I'm on a mission, and I want you to join me. Since I started working with robotics two short years ago, one thing has become very clear to me: the realm of robotics is somewhat lacking in terms of open source solutions for some of the key problems in robotics. From data management to fleet management, cloud integrations to code deployment - it seems the open source robotic ecosystem is lagging behind other technology areas in terms of modernization.
In this project, I decided to tackle one of the key universal problems for mobile robots: how to self-dock and charge. While some popular robots like robot vacuum cleaners have self-charging solutions available, anyone who hopes to bring a robot to market will need to solve this problem for themselves - on both the hardware and software side. My mission is to create a universal open-source docking solution that can be dropped in to almost any mobile robot.
Here's my MVP.
ApproachThere were three main focus areas in this project:
1. Identifying the charge station
For this, I decided to leverage OpenCV for feature matching. I chose feature matching because it allows for flexibility without time and resources spent training a custom machine learning model. One can simply provide a reference image with distinct features, and feature matching computer vision can pretty accurately spot matching features in the environment. Maybe Jane wants a lightning bolt on her robot's docking station while Joe wants a PacMan icon on his - each of them would simply need to provide a reference image, and then use that same image on their docking station.

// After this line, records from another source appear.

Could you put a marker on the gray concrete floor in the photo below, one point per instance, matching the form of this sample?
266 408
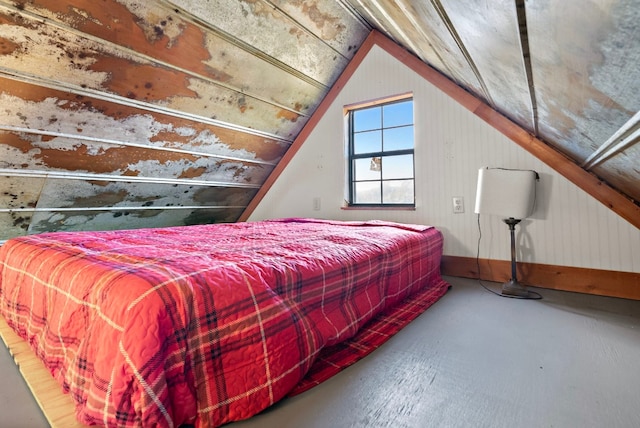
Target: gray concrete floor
472 360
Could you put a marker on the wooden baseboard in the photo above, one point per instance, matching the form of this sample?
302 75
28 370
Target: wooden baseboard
591 281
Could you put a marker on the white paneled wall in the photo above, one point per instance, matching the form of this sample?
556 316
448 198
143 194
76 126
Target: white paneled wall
568 228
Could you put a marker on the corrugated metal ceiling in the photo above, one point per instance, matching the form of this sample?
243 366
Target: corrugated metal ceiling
122 113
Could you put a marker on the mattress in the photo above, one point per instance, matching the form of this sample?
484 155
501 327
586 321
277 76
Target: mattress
208 324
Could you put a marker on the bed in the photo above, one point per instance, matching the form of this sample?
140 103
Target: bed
203 325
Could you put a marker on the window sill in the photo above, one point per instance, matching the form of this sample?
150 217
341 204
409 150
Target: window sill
374 208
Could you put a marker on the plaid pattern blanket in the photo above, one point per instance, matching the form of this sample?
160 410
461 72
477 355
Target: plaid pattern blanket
203 324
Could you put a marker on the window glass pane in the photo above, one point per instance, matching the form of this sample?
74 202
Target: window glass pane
394 167
398 192
398 138
366 169
367 142
366 119
398 114
367 193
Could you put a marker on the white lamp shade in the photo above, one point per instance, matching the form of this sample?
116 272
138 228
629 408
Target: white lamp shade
506 192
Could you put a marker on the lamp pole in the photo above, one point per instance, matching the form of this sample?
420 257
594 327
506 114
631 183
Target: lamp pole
513 287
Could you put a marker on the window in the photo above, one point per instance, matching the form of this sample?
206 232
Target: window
380 147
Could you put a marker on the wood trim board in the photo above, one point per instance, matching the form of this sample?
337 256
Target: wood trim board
625 285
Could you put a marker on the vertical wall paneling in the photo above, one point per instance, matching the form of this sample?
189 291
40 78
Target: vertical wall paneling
568 228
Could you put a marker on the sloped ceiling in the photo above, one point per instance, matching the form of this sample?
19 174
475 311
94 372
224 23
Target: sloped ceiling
123 113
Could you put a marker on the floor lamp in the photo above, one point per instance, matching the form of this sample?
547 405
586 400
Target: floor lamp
511 194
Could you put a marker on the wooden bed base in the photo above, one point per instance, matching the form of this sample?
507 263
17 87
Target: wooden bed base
58 407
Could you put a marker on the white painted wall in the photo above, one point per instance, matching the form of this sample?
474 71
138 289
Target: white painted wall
568 228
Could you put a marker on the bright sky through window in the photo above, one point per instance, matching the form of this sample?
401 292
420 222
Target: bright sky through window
381 154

OpenCV exposes a handful of algorithms for feature matching. I chose to use SIFT (Scale Invariant Feature Transform) - which is an open-source algorithm that performs feature matching independent of viewpoint, depth, and scale (meaning it can match at different angles and distances).
I created a module that wraps this functionality and made it available on the Viam Registry - so anyone can easily leverage this functionality with any robot or machine they are building.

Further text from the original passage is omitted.